VoiceGuide IVR Software Main Page
Jump to content

Play Sound File While Generating Tts?

Recommended Posts

Hello,

 

The ability to playback sound while a script is running is a great feature!

 

I was wondering if there is a way to do something similar and playback sound while TTS is being generated.

 

Right now the caller hears silence while the TTS engine is working.

 

Thank you.

Share this post


Link to post

How long is the text that you are converting ?

TTS generation does not usually take that long.

 

Can you post vgEngine/ktTel/ktTts traces capturing the call?

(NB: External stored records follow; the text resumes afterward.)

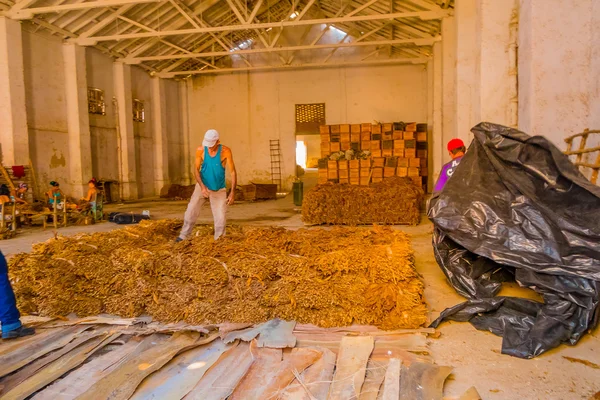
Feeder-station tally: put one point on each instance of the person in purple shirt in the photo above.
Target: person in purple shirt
(456, 149)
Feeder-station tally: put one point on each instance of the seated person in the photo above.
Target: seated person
(18, 195)
(55, 195)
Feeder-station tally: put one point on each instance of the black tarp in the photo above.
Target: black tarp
(517, 209)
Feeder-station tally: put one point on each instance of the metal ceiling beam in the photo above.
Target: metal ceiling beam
(242, 27)
(28, 13)
(391, 61)
(418, 42)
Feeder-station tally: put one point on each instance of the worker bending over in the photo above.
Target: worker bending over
(456, 149)
(209, 170)
(9, 315)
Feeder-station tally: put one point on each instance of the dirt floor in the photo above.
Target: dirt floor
(564, 373)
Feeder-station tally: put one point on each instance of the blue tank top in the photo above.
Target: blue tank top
(212, 171)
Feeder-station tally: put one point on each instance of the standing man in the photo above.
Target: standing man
(9, 315)
(209, 171)
(456, 149)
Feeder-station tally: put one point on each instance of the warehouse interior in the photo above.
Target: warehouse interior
(123, 91)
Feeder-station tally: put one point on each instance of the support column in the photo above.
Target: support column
(126, 139)
(78, 122)
(14, 135)
(185, 89)
(159, 125)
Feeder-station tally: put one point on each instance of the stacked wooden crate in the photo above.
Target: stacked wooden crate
(395, 149)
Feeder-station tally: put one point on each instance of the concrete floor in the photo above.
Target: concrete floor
(475, 355)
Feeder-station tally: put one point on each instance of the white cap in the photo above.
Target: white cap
(210, 138)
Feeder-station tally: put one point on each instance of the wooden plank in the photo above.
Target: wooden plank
(315, 378)
(180, 375)
(220, 381)
(373, 379)
(351, 365)
(59, 367)
(81, 379)
(266, 363)
(9, 382)
(391, 385)
(122, 382)
(29, 351)
(277, 334)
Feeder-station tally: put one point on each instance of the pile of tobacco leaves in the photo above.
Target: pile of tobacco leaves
(394, 201)
(325, 277)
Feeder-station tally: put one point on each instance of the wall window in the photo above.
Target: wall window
(309, 117)
(96, 104)
(139, 115)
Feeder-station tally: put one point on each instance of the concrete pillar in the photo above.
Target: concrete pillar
(185, 90)
(122, 73)
(78, 123)
(14, 136)
(160, 129)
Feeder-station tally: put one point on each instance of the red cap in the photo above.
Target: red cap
(455, 144)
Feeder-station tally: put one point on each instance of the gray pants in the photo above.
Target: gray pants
(218, 205)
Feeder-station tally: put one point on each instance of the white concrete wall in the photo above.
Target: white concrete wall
(46, 110)
(249, 109)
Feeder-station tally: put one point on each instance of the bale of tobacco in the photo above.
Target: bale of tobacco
(328, 278)
(395, 201)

(please .ZIP up traces before posting)

Share this post


Link to post

I am using the neospeech paul TTS engine for the main menu and there is like a 3 second delay while the TTS engine is preparing the WAV for this menu.

 

Click here for my log files.

 

There you'll see exactly how long it is.

 

Thank you

Share this post


Link to post

It looks like this TTS engine takes longer to fully generate TTS file when <pitch> or <rate> modifiers are used, but is fairly fast when plain text is used.

 

Right now there is no inbuilt way to play 'on-hold' sound when TTS is generated (there was just no need for it beforehand).

 

Are you able to run some command line tool for this TTS engine that generates the WAV sound file? this way you may be able to run this generation from a Run Program module, which can play 'on-hold' sound in meantime.

 

 

---------------------------------------------------------------------------------------

 

151312.062 4612 fn TtsToWavFile

 

<?xml version="1.0"?>

<voice required="Name=Paul;">

For zmonim in <pitch middle="-3">Lakewood New Jersey</pitch>, press 1.

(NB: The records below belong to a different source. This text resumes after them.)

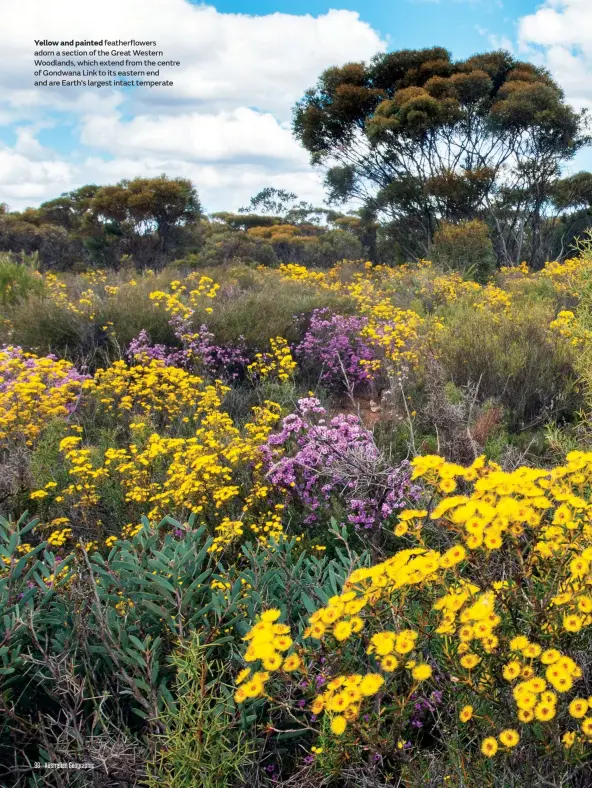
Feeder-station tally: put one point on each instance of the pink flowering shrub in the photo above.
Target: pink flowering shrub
(334, 348)
(322, 463)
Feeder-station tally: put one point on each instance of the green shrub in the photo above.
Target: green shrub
(203, 743)
(465, 247)
(513, 359)
(17, 281)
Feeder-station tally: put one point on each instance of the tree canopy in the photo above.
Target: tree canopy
(421, 139)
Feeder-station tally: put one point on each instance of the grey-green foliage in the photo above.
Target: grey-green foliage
(203, 743)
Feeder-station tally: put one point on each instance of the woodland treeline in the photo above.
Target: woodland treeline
(462, 162)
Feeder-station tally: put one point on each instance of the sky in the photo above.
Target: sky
(225, 123)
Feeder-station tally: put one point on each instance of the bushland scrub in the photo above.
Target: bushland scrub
(296, 526)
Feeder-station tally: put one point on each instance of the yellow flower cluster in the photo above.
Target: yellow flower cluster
(162, 473)
(34, 391)
(268, 643)
(567, 325)
(183, 299)
(279, 363)
(498, 610)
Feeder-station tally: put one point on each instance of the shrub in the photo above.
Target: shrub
(470, 644)
(512, 357)
(17, 281)
(333, 350)
(465, 247)
(203, 743)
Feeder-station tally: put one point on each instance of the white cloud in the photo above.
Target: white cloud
(559, 36)
(224, 136)
(226, 59)
(225, 123)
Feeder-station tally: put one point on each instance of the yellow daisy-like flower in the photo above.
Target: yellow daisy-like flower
(271, 615)
(291, 663)
(389, 663)
(338, 724)
(545, 711)
(466, 713)
(578, 708)
(342, 630)
(586, 726)
(489, 747)
(511, 670)
(421, 672)
(568, 739)
(273, 662)
(509, 737)
(371, 683)
(572, 623)
(525, 715)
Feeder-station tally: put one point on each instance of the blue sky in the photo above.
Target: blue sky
(244, 63)
(459, 25)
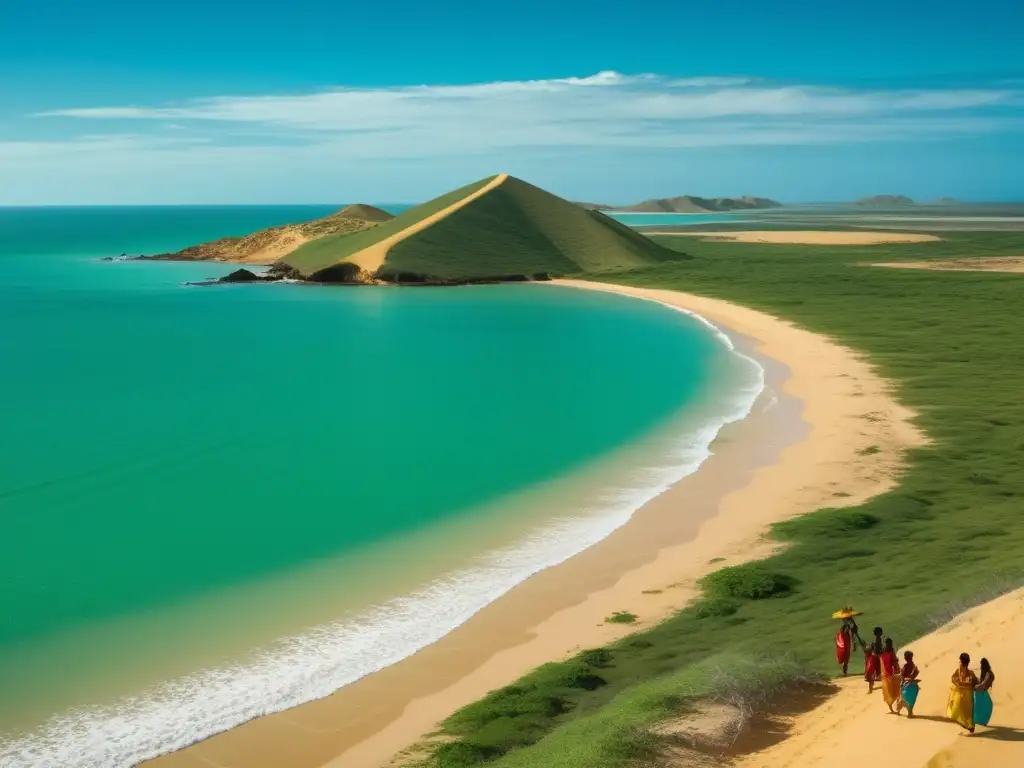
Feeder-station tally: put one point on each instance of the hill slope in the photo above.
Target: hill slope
(266, 246)
(497, 227)
(692, 204)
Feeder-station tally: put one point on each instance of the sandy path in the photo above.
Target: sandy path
(649, 566)
(991, 264)
(835, 735)
(808, 238)
(370, 259)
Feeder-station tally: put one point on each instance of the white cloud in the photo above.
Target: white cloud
(546, 112)
(327, 134)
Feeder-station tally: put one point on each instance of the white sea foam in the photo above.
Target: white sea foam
(318, 663)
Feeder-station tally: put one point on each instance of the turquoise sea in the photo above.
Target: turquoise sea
(219, 501)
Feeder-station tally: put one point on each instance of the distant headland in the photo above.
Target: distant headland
(689, 204)
(885, 200)
(497, 229)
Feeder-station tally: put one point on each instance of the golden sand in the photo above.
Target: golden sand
(853, 728)
(370, 259)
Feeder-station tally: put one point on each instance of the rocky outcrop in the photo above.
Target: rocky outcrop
(266, 246)
(241, 275)
(692, 204)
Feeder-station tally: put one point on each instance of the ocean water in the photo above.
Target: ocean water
(217, 502)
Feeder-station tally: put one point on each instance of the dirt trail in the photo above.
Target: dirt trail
(853, 728)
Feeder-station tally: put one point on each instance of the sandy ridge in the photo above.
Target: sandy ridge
(807, 238)
(981, 264)
(370, 259)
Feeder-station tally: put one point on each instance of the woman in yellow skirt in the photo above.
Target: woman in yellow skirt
(960, 708)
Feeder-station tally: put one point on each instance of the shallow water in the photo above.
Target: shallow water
(227, 500)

For zmonim in a different <pitch middle="-2">location</pitch>, press 2.

<silence msec="300"/>to change settings, press 3.

<silence msec="300"/>to make a donation, to <pron sym="k aa n t ae k t ax s">contact us</pron>, <rate speed="-6">or</rate> to get international numbers, press 4.

<silence msec="300"/>to request a zmonim <pron sym="t ae k s m eh s ax jh">text message</pron>, press 5.

<silence msec="300"/><pron sym="t eh">to</pron>repeat the main menu, press star.

<silence msec="400"/>You can eturn <pron sym="t ih dh ax">to the</pron> main menu at any time, by <pitch middle="-4">pressing star</pitch>

 

151313.515 5824 1 task 2 speak returned. now waiting

151313.765 5824 1 task 2 generation completed

 

1.7 seconds

 

---------------------------------------------------------------------------------------

 

151342.828 4612 fn TtsToWavFile

 

Please enter your PIN.

 

151342.843 5824 1 task 3 speak returned. now waiting

151342.890 5824 1 task 3 generation completed

 

0.06 seconds

 

---------------------------------------------------------------------------------------

 

151349.328 4612 fn TtsToWavFile

 

<voice required="Name=Paul;">

<pitch middle="-2">

Welcome

<pitch middle="-2">to</pitch>

myzmonim

<pitch middle="2">info</pitch> <pitch middle="-3">line</pitch>.

</pitch>

 

151351.046 5824 1 task 4 speak returned. now waiting

151351.125 5824 1 task 4 generation completed

 

1.8 seconds

 

---------------------------------------------------------------------------------------

 

151355.531 4612 fn TtsToWavFile

 

<?xml version="1.0"?>

<voice required="Name=Paul;">

For zmonim in <pitch middle="-3">Gateshead</pitch>, press 1.

For zmonim in a different <pitch middle="-2">location</pitch>, press 2.

<silence msec="300"/>to change settings, press 3.

<silence msec="300"/>to make a donation, to <pron sym="k aa n t ae k t ax s">contact us</pron>, <rate speed="-6">or</rate> to get international numbers, press 4.

<silence msec="300"/><pron sym="t eh">to</pron>repeat the main menu, press star.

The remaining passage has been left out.